Sergio Sánchez, president of the Argentine Federation of Litter Pickers and Recyclers, struck a deal with city officials so registered litter pickers receive a monthly salary of $383 to empty recycling bins, in addition to a minimal social security package and a small pension.

“The big difference today is that we’re treated as workers providing a public service for the city,” Sánchez told The Guardian. “Before, people would look down on us and say we created a mess, plus the police would always hassle us.”

In Brazil, New Hope Ecotech is a technology solution company that offers a digital platform to connect manufacturers with waste pickers via trade-able environmental securities (similar to carbon credits, but for recyclables). Refining a process from street collection to reinvestment is innovation at scale.

In 2015, New Hope Ecotech says it impacted more than 1,000 actors in the recycling chain, tracked over 3,600 tons of recycled material and issued roughly US$500,000 in certificates, sharing the value back to the recycling actors. The company, therefore, not only solves manufacturers’ recycling obligations, it also increases overall recycling rates and generates additional income for waste pickers.

Stateside, The Recycling Partnership, an industry collaboration focused on measurably improving curbside recycling in the U.S., has partnered with the Massachusetts Department of Environmental Protection (MassDEP) to create a customized contamination reduction toolkit to test and refine with pilot cities and local material recovery facilities (MRFs) to deliver a field-trialed data-supported program ready for launch.

“Our communities are facing a challenging obstacle to recycling in the form of contamination, and we believe that this new approach will move our entire recycling system well past that barrier,” MassDEP Commissioner Martin Suuberg said in a recent interview. “Beyond that, the universal nature of this program should unite our state’s recycling efforts in powerful new ways, increasing customer awareness and enabling more participation in local programs.”

As for the critical component of funding, the Closed Loop Fund (CLP) last year began providing no-interest loans to cities and below-market-rate loans to companies building recycling infrastructure. The Fund has amassed $100 million from major brands including Procter & Gamble, PepsiCo, 3M, Walmart, Coca-Cola, Johnson & Johnson, Unilever and Goldman Sachs.

The Closed Loop Fund is the brainchild of Ron Gonen, founder of Recyclebank and New York City’s deputy commissioner for sanitation, recycling and sustainability under Mayor Michael Bloomberg. One of the first investments for the Fund is an 80,000-square-foot plant on the outskirts of Baltimore built to process hard-to-recycle plastics otherwise headed toward landfills or incinerators. Sorted, washed and ground into uniform plastic flakes, the flakes are then sold to big companies and plastics manufacturers to create new products.

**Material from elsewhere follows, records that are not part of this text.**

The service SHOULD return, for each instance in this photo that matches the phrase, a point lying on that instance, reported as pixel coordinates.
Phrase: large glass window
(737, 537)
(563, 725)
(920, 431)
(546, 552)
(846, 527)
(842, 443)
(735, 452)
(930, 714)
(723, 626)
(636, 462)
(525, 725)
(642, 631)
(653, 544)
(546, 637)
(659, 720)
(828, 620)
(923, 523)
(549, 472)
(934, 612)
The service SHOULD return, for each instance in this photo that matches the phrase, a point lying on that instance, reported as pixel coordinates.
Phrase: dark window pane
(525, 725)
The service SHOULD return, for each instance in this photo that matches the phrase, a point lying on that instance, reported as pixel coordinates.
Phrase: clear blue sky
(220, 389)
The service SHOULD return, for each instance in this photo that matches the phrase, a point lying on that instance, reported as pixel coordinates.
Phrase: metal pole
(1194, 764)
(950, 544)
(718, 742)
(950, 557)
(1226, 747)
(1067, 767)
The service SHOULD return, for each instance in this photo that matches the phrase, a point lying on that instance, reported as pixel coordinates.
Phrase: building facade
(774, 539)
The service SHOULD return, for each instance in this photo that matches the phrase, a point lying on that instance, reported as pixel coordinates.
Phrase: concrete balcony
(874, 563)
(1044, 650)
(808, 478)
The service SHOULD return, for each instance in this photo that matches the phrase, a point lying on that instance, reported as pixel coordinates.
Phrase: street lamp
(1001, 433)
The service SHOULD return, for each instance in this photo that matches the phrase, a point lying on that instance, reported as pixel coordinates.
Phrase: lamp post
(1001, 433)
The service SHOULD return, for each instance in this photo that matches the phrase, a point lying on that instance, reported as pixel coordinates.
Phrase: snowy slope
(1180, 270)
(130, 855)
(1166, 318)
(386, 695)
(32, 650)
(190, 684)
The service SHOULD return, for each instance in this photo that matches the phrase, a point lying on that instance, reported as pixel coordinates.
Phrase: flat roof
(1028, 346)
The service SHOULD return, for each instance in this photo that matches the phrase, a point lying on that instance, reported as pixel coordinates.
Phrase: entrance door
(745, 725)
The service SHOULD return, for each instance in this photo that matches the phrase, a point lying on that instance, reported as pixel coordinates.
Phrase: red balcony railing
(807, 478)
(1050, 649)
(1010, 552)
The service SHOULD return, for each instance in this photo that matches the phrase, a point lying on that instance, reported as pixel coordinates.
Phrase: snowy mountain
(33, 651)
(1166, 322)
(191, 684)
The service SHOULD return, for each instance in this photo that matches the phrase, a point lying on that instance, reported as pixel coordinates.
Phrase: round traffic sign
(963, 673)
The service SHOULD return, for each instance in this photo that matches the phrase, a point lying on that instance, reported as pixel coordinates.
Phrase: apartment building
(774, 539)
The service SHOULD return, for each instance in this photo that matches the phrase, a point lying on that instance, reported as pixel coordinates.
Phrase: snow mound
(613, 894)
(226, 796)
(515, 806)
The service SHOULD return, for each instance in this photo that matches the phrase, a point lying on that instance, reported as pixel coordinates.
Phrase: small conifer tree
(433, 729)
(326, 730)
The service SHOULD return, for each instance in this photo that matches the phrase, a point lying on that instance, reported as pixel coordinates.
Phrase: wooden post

The Plastic Recycling Facility “leverages new technology and business model to aggregate #3-#7 plastics from communities in a 500-mile radius that would have likely otherwise gone to landfill (like yogurt cups, take-out containers, etc) so they have enough scale that it makes sense financially to sort them into their respective commodities and recycle them into new products and packaging where they otherwise would have been waste,” Closed Loop Fund’s Bridget Croke told Sustainable Brands. “This model has huge implications on what gets recycled and is highly replicable.”

“We have also invested in two best-in-class models in the Midwest (Portage Co, Ohio and Quad Cities, Iowa), a region of the county with chronically low recycling rates,” Croke said. “These new single-stream recycling programs for residents use the best infrastructure and best practices that will lift recycling rates and act as a model for similar communities throughout the Midwest.”

As organizations around the world continue to see and prove the business case for recycling, they’re laying the groundwork for the ability to deploy circular economics at scale.